Starting her career with radio plays in the 1960s, Churchill rose to prominence in the late 1970s as resident dramatist at the Royal Court Theatre and the opening of her Obie Award winning play Cloud Nine, a farcical exploration of imperialism and sexual oppression.
She has continued to pour out successful and thought-provoking work as well as prominent productions of her older pieces, introducing them to new audiences. Heavily influenced by Brecht, Churchill rejected realism early on in her career, along with linear timelines and traditional suspenseful story telling. This can make her work almost impossible to read but brilliant to watch.
She favours a more episodic and symbolic style, often using short mosaic-like scenes to build up a picture of the world she has created rather than a chronological story with one protagonist. This is epitomised in her recent play, Love and Information, which opened at the Royal Court Theatre in 2012, and lacks any formal plot line. It is instead a collection of 57 fragmented scenes, the shortest of which is only 25 seconds, and includes around 100 characters. The impact of the show is, as Michael Billington of The Guardian put it, “a deep sense of political and personal unease about a society in which speed of communication replaces human connections.” This is typical of Churchill as she often masks a disquieting concept under a humorous façade.
However, all of her plays do contain a socio-political resonance. In one of her most popular works, Serious Money, she satirises the vagaries of the stock market under Thatcher through rhyming couplets and genuine comedy. While her subject matter is weighty and her message clearly pointed, Churchill’s chief skill is her ability to provide her audience with much needed levity.
No discussion of Caryl Churchill could continue without mentioning Top Girls, perhaps her most infamous play, where she explores the role of the modern woman struggling to decide between family or career independence.

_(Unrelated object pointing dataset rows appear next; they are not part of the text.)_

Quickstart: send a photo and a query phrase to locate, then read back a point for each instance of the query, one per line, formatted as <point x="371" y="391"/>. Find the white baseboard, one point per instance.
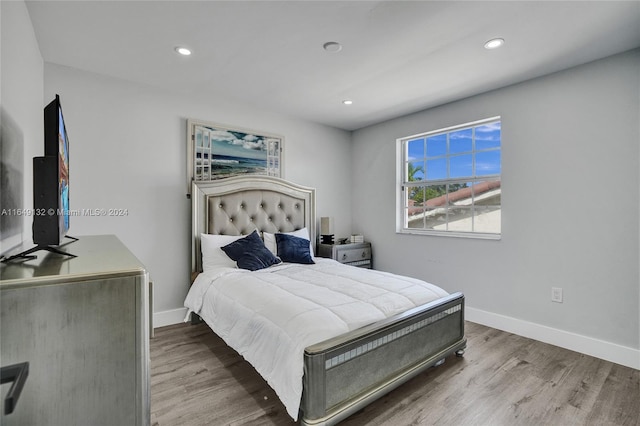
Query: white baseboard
<point x="608" y="351"/>
<point x="174" y="316"/>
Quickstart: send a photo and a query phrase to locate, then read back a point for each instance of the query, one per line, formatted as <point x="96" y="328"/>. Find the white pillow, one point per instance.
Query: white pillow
<point x="212" y="255"/>
<point x="270" y="239"/>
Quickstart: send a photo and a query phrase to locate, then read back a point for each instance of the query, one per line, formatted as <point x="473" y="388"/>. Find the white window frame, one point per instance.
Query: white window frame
<point x="402" y="182"/>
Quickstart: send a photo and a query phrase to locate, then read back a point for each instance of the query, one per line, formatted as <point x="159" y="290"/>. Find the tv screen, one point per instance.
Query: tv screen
<point x="51" y="180"/>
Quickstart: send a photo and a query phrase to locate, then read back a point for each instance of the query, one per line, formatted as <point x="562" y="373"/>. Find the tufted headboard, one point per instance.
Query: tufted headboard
<point x="239" y="205"/>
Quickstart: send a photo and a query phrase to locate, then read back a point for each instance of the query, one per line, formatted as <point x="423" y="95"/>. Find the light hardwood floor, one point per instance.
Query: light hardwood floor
<point x="503" y="379"/>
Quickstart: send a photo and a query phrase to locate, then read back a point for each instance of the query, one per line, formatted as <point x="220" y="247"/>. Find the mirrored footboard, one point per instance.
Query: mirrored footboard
<point x="345" y="373"/>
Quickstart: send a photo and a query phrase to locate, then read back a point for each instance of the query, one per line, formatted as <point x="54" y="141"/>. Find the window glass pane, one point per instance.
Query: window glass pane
<point x="437" y="145"/>
<point x="415" y="149"/>
<point x="435" y="195"/>
<point x="487" y="193"/>
<point x="488" y="136"/>
<point x="487" y="219"/>
<point x="437" y="169"/>
<point x="488" y="163"/>
<point x="460" y="141"/>
<point x="416" y="222"/>
<point x="415" y="171"/>
<point x="461" y="166"/>
<point x="460" y="219"/>
<point x="415" y="197"/>
<point x="415" y="207"/>
<point x="459" y="194"/>
<point x="436" y="219"/>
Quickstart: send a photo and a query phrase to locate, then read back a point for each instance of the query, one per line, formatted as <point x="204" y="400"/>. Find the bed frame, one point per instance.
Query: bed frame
<point x="345" y="373"/>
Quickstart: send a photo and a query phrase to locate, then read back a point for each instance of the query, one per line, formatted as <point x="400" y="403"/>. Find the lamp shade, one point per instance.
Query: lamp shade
<point x="326" y="226"/>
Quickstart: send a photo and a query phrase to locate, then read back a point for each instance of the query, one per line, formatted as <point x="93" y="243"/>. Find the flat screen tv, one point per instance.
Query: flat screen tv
<point x="51" y="180"/>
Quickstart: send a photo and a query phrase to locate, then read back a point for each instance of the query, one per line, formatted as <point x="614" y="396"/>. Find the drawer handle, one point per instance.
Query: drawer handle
<point x="17" y="374"/>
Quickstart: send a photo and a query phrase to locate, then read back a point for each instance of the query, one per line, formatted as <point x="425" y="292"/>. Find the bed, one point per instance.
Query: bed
<point x="328" y="338"/>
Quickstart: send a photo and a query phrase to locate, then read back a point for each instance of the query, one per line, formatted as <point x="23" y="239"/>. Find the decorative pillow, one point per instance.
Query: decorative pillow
<point x="293" y="249"/>
<point x="212" y="256"/>
<point x="250" y="253"/>
<point x="270" y="239"/>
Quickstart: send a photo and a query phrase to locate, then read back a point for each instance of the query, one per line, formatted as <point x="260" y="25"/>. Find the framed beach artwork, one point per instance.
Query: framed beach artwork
<point x="218" y="151"/>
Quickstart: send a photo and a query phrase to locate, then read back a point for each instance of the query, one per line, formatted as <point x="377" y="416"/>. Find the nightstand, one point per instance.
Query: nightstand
<point x="355" y="254"/>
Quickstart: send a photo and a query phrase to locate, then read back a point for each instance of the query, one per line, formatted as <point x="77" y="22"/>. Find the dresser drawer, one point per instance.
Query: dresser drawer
<point x="348" y="255"/>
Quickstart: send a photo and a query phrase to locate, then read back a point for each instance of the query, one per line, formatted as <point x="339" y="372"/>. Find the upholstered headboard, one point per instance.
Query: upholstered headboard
<point x="239" y="205"/>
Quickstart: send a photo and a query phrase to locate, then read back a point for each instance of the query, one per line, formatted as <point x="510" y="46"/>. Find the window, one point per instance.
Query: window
<point x="449" y="181"/>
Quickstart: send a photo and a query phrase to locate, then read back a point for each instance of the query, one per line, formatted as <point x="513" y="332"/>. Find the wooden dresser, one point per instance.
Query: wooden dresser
<point x="82" y="324"/>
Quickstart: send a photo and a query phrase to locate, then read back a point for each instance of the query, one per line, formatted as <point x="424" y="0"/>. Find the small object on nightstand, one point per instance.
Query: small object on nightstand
<point x="350" y="254"/>
<point x="326" y="230"/>
<point x="357" y="238"/>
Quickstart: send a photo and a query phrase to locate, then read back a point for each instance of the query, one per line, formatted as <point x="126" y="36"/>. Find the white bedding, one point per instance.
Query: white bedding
<point x="270" y="316"/>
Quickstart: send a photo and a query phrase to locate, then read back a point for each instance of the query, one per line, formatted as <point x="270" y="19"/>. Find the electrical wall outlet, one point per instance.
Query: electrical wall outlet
<point x="556" y="294"/>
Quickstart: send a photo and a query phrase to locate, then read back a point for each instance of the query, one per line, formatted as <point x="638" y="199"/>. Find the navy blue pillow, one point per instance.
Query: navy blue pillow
<point x="250" y="253"/>
<point x="293" y="249"/>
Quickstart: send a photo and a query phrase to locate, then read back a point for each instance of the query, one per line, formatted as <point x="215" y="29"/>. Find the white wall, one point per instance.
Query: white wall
<point x="21" y="88"/>
<point x="570" y="208"/>
<point x="128" y="150"/>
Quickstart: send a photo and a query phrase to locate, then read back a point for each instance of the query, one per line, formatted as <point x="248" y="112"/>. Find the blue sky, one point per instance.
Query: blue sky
<point x="430" y="153"/>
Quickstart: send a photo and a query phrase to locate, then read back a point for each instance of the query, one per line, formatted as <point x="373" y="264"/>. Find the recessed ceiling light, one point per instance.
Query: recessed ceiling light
<point x="494" y="43"/>
<point x="183" y="51"/>
<point x="332" y="46"/>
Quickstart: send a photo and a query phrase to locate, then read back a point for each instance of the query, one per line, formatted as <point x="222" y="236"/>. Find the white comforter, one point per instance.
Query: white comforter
<point x="270" y="316"/>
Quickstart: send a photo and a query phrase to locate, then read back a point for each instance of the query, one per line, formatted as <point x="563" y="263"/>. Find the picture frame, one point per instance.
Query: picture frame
<point x="217" y="151"/>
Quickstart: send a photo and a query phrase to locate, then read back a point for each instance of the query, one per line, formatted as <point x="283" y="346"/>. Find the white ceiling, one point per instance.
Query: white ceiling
<point x="398" y="57"/>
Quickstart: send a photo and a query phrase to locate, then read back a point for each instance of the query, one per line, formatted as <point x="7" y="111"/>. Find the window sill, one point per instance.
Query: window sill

The play begins with Marlene, the quintessential modern woman, at a dinner party with famous women throughout history. The scene initially champions the success and struggles of these six women before disintegrating into a drunken mess. In contrasting this fantasy scene with a mundane contemporary one, Churchill juxtaposes dramatically different theatrical worlds. A technique she also utilised in Cloud Nine. In that play, the first and second half are set a hundred years apart, in 1879 and 1979 respectively. Churchill condenses time and uses the same set of characters, ageing them by only 25 years. This allows her to explore broader socio-political points in her work.
In recent years she has also become more interested in compressing plot and dialogue to the bare essentials.
Churchill has played a vital part in recent theatrical history, not only because of her revolutionary rejection of dramatic traditions but also her key portrayal of marginalised voices and vital socio-political debates.